The consumer products industry is vast and change in this area is fast. We asked our Zintro experts for their predictions for the coming year and why. Here is what they had to say.
Aditya Ghosh, an expert in consumer electronics in international markets, says that he has identified some products that might do well in the year 2013:
- Smart TVs: A Smart TV is referred to as hybrid TV, which is an integration of Internet into television sets and set up boxes. Samsung has already started promoting their range of Smart TVs.
- Digital Camera connected with Internet: “Traditionally, the pictures taken from a camera have to be downloaded and then uploaded into social and networking sites like Facebook. Samsung has developed a camera where pictures can be uploaded directly from the camera. This will save time and avoid the troubles of uploading and downloading,” says Ghosh.
- Inverter air conditioner: “An inverter in an air conditioner is used to control the speed of the compressor motor to allow continuously regulated temperature. As the product consumes less power, it is at least 30-50 percent cheaper to run. It is quieter and without temperature fluctuations, which maximizing comfort level. Brands like Sharp, Fujitsu have already launched their products, and they will sell well in 2013,” he says.
- Tablet with external keyboard: The extension of a keyboard with a tablet might reduce the sales of laptops. This product will move well if the price mapping is properly done, notes Ghosh.
Robert Heiblim, an expert in the consumer electronics sector, says that the top trend he is seeing is constantly connected devices. “More than just handsets and tablets, we are now seeing most every kind of electronic and electrical device being connected in a wired or wireless manner to the Internet,” he says. “The impact is like ripples extending outward that affect many other products and industries.

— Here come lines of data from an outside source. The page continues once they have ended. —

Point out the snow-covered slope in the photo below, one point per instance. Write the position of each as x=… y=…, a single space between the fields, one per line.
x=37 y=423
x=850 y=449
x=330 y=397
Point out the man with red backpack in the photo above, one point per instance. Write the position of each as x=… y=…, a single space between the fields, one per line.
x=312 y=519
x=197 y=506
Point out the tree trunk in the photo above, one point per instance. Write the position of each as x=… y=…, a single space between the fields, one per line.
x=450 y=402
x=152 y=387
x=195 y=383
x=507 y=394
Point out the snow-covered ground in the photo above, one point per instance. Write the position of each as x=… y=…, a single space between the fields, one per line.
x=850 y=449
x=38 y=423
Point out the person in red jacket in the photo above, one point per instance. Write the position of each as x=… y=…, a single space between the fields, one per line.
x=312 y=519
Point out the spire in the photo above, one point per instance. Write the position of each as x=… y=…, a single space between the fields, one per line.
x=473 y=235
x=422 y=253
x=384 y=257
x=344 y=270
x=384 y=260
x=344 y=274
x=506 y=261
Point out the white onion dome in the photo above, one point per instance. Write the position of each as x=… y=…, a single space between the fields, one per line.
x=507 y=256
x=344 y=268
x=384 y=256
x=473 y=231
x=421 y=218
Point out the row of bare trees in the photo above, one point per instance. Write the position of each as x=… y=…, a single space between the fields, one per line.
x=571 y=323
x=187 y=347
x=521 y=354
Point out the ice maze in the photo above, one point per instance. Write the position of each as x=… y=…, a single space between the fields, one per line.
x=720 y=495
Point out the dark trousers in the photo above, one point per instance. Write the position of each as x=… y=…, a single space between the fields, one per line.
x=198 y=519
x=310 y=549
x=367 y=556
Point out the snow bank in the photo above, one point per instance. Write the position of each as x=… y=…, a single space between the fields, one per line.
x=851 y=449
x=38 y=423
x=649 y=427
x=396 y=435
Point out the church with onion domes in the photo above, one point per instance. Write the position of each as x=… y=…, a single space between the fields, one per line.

Naturally, it first starts with things like audio and video media. The consumer expectation, however, is rapidly expanding to expect connectivity and access anywhere to anything they want on demand. This is a threat to media and incumbent content distributors that do not have fully interactive models at this time.”
Heiblim says that the ultra-connectivity environment has the potential to transform the majority of products and structures, and it affects price point, which means overflow to the retail environment and all kinds of services. “There will be many failures and much money spent on adjustments to products and services of all kinds,” says Heiblim. “We will see impacts on home control devices, automation, and services; the telecommunications markets, which will continue to move from wired to wireless; and the education marketplace.”
Laszlo Tapolcai, a consumer product designer and educator, sees two sides in the world of consumer products: consumers/users with needs to be satisfied and corporations that produce new products that are affordable and functional. “Until the two sides match each others’ needs there will always be missed and/or happy matches in the market place,” he says. “Companies must research consumer needs and simply target them and satisfy them while continuously searching or starting new trends.:
Tapolcai says that consumers are overwhelmed by many mass produced, faceless products, like mobile phones or cars that do not have individuality or character. Therefore, companies are responding by producing and marketing products that the consumer can change after the purchase, like mobile phone cases that allow for individuation. “This customization will increase for products that are mass produced and cheap, creating another kind of consumer-satisfaction. However, these products must be green and sustainable and innovative.”